I’ve looked up definitions of hatred to get to know it better and to gain an understanding of it. I can see the effects of hatred and even the symptoms, but I fail to understand its philosophy. Definitions of hatred use terms such as “dislike”, “intolerance” and “hostility”, all of which seem to fall short of the vehement fruit that we see it bear. It was later that I realized that hatred never exists apart from its main counter part, and perhaps it’s through that, we can come to discover what hatred’s end game is. At the root of hatred is its counterpart, fear.

“The enemy is fear. We think it is hate; but it is really fear.” – Mahatma Ghandi

“In time we hate that which we often fear.” – William Shakespeare

“Such love has no fear, because perfect love expels all fear. If we are afraid, it is for fear of punishment, and this shows that we have not fully experienced his perfect love. We love each other[b] because he loved us first. If someone says, “I love God,” but hates a fellow believer,[c] that person is a liar; for if we don’t love people we can see, how can we love God, whom we cannot see?”– 1 John: 4

In his essay “The Growing Age”, Howard Thurman said that fear is the great enemy of community. If fear is the great enemy of community, could it be that this gives us an idea into the end game of hatred? In my mind, this end game would be to separate us from God and subsequently from our very own souls.

In the book of Genesis, the creation story concludes with God’s final creation in humankind. “Let us make man in our own image”, God says. In Christian Trinitarian theology, this “us” is an essential part of this creation story because it insinuates plurality, which would accommodate the presence of Christ and the Holy Spirit. There is this idea that though God is one, God exists in community; and if God exists in community, and we were made in the image of God, then we, too can only discover ourselves and know God through community. Whether this aligns with your perspective of God or not, hopefully we can all agree to the significance of God’s continual emphasis on creating and sustaining community in and throughout history.

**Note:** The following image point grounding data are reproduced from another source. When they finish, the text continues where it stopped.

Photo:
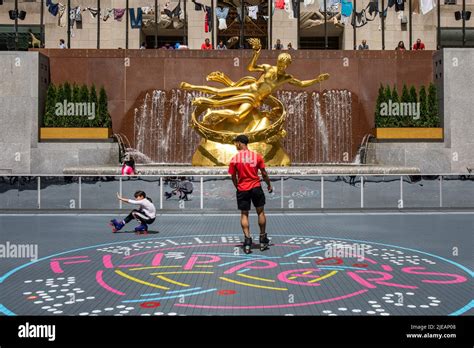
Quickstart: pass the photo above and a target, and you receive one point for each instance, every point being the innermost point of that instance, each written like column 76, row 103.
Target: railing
column 217, row 193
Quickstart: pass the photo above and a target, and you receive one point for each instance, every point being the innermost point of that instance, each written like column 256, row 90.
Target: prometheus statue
column 236, row 109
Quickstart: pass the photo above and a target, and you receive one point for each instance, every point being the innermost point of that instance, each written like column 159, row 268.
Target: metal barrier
column 217, row 193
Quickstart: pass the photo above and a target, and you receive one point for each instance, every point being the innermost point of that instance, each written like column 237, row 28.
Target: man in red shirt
column 244, row 168
column 206, row 45
column 419, row 45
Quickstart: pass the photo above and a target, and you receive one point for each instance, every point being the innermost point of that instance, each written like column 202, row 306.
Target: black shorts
column 255, row 195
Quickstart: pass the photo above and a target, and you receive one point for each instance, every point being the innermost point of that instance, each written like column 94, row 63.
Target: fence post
column 120, row 190
column 401, row 193
column 39, row 192
column 80, row 192
column 161, row 192
column 440, row 191
column 202, row 192
column 282, row 203
column 322, row 192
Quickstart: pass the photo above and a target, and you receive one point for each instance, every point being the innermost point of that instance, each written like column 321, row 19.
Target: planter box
column 409, row 133
column 58, row 133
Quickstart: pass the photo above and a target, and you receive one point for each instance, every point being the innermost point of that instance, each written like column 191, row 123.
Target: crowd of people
column 207, row 45
column 417, row 46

There is a poem by William Blake that Martin Luther King, Jr. used to quote.

“I sought my soul, But my soul I could not see. I sought my God, But my God eluded me. I sought my brother, And I found all three.”

It suggests that through our love of “other” and of neighbor, that we find both our own souls as well as God. If fear is the root of hatred, and fear is the enemy of community, then the further we move away from community, the further we move away from God. That is the godless society in which we should fear. A society so polarized and embittered that God cannot live among us. A society so detached that we lose our very souls.

In that same essay, Howard Thurman went on to say, “One has to deal with hatred.” I echo those sentiments. Hatred cannot only be assessed, but it must be dealt with. We must start with confronting it within ourselves among our own fears and how we may be out of harmony with others. Then we can navigate the challenging realities of confronting the human family in its own incongruity.